“Magician: The Astonishing Life and Work of Orson Welles” opens today and this weekend around the country. Chuck Workman, better known for his own astonishing archival projects, made the film about genius Welles because- -he had to, that’s all. Chuck, if you don’t know, edits all the clip packages for the Oscars, edits the Academy Awards show, and makes his own films. He’s the Citizen Kane of clips. (I don’t know what that means but it sounds good.)
“Magician,” like “Red Army” and a few others, didn’t make the Oscar shortlist this year. But it’s more than well-worth seeing. Welles died in the mid-80s. He seemed old then and seems old now. He’s mythic.

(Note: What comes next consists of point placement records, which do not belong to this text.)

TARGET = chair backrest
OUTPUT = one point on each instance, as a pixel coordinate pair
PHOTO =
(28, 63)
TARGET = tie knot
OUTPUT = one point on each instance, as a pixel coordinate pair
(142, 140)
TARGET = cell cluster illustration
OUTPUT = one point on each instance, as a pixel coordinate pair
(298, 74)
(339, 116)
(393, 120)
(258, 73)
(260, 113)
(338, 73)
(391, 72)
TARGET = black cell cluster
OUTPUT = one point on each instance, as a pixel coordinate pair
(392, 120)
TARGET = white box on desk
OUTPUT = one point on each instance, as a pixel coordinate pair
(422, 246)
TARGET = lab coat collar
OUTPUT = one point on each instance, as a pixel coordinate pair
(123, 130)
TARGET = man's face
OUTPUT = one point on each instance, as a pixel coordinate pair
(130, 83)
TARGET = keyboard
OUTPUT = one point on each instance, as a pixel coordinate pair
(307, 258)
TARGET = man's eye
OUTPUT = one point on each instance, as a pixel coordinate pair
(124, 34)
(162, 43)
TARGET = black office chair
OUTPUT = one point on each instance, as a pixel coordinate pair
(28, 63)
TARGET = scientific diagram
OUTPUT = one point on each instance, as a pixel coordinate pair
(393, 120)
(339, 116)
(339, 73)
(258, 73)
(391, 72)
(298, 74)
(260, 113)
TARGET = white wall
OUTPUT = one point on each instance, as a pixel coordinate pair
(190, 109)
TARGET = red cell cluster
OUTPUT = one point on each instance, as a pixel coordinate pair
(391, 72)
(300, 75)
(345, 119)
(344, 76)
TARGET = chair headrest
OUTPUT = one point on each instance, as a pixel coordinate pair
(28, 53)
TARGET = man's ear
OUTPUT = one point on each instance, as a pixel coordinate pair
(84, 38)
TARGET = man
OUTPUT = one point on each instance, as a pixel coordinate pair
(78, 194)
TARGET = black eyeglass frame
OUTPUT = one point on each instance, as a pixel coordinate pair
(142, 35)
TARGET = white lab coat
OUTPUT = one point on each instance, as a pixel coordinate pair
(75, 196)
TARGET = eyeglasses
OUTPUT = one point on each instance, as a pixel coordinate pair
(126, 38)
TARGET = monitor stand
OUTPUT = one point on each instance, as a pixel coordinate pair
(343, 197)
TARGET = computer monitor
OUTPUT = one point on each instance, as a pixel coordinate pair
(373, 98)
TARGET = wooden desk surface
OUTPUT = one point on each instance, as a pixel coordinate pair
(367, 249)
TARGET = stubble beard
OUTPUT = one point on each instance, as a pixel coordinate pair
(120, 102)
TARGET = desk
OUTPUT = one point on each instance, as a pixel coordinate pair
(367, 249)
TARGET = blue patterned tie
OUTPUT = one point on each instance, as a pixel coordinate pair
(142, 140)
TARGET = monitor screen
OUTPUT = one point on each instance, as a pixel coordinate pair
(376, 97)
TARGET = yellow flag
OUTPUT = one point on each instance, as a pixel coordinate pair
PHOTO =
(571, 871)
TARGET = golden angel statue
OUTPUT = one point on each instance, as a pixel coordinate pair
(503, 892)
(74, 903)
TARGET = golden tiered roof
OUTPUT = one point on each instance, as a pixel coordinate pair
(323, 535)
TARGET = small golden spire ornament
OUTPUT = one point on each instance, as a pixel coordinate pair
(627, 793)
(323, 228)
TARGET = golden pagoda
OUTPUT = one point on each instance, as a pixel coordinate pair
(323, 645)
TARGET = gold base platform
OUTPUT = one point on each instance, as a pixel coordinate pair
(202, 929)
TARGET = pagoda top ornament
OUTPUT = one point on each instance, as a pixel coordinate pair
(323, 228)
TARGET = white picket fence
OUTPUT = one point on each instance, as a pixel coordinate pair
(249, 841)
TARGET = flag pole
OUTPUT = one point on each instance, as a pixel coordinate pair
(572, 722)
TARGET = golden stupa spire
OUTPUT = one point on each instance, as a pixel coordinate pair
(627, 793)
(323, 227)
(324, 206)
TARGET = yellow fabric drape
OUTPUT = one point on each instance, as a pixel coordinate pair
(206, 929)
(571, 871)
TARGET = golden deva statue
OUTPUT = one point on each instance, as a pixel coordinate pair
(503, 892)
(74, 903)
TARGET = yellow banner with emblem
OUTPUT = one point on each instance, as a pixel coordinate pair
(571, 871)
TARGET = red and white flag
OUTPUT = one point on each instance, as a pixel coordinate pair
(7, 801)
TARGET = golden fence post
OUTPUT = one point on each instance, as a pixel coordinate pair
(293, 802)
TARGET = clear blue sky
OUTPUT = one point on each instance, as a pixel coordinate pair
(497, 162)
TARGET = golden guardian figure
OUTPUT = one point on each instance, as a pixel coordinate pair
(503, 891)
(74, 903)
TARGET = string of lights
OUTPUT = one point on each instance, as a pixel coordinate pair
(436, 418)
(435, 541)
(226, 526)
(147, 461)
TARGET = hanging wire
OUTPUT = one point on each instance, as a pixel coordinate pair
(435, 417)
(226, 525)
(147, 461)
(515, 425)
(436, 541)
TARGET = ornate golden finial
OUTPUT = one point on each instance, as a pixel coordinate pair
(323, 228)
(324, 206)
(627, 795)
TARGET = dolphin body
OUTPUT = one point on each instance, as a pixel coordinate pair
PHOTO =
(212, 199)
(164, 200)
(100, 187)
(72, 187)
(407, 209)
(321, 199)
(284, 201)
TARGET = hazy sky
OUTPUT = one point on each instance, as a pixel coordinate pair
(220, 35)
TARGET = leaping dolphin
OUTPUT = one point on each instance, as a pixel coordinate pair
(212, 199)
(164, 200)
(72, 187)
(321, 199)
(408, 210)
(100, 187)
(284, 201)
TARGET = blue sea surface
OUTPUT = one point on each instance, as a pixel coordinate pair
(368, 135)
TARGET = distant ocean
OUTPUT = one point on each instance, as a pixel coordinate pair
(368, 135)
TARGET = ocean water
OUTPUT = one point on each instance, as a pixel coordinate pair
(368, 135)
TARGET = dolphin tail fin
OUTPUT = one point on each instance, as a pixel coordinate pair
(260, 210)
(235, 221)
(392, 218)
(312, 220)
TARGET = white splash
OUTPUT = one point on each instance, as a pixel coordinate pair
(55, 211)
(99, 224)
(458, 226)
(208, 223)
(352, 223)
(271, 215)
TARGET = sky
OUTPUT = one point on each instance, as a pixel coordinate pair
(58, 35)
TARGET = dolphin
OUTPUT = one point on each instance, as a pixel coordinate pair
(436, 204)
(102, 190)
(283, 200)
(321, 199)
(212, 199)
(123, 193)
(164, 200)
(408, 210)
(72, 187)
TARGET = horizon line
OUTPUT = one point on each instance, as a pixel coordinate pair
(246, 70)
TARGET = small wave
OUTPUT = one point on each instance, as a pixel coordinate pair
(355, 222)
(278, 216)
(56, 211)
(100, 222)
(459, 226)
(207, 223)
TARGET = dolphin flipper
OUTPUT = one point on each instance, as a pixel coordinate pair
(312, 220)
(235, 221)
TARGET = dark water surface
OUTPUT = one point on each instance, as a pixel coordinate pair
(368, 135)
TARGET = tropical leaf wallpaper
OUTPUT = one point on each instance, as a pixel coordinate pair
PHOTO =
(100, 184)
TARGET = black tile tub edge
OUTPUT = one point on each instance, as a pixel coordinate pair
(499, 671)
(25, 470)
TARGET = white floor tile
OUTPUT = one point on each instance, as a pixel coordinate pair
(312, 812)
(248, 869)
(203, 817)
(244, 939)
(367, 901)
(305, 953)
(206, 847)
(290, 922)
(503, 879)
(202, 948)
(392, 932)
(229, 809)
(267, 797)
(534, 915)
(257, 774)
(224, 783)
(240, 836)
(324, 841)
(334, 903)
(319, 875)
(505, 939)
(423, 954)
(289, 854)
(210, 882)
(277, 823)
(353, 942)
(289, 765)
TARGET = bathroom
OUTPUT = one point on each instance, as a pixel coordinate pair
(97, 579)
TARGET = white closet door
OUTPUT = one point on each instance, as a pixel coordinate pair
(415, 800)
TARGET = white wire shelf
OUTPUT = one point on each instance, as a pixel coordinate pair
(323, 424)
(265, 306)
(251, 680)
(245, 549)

That’s why it’s surprising to know his daughter, Chris Welles, is 76 and has lived in downtown Manhattan for 40 years. Welles had three girls, each with a different wife. His second daughter, by Hollywood icon Rita Hayworth, died a few years ago. His other living daughter, Beatrice, I gather lives in Europe and is not happy about “Magician.” (She couldn’t control it. That’s what makes it a documentary.)
But she should be. There’s nothing derogatory about her mother. Workman simply tells Welles’ story. The director was 26 and new to Hollywood when he made his first film, “Citizen Kane.” Imagine that his first film is considered the greatest cinematic achievement of all time. Now what? Welles battled excesses, battled himself, and the studios for the rest of his life.
The fact is, he was a genius, outsized and well beyond anything we have today. “Magician” is kind of a must-see for anyone interested in film. It’s incredibly entertaining, and fills in some major blanks — this is stuff than can’t be found on Wikipedia.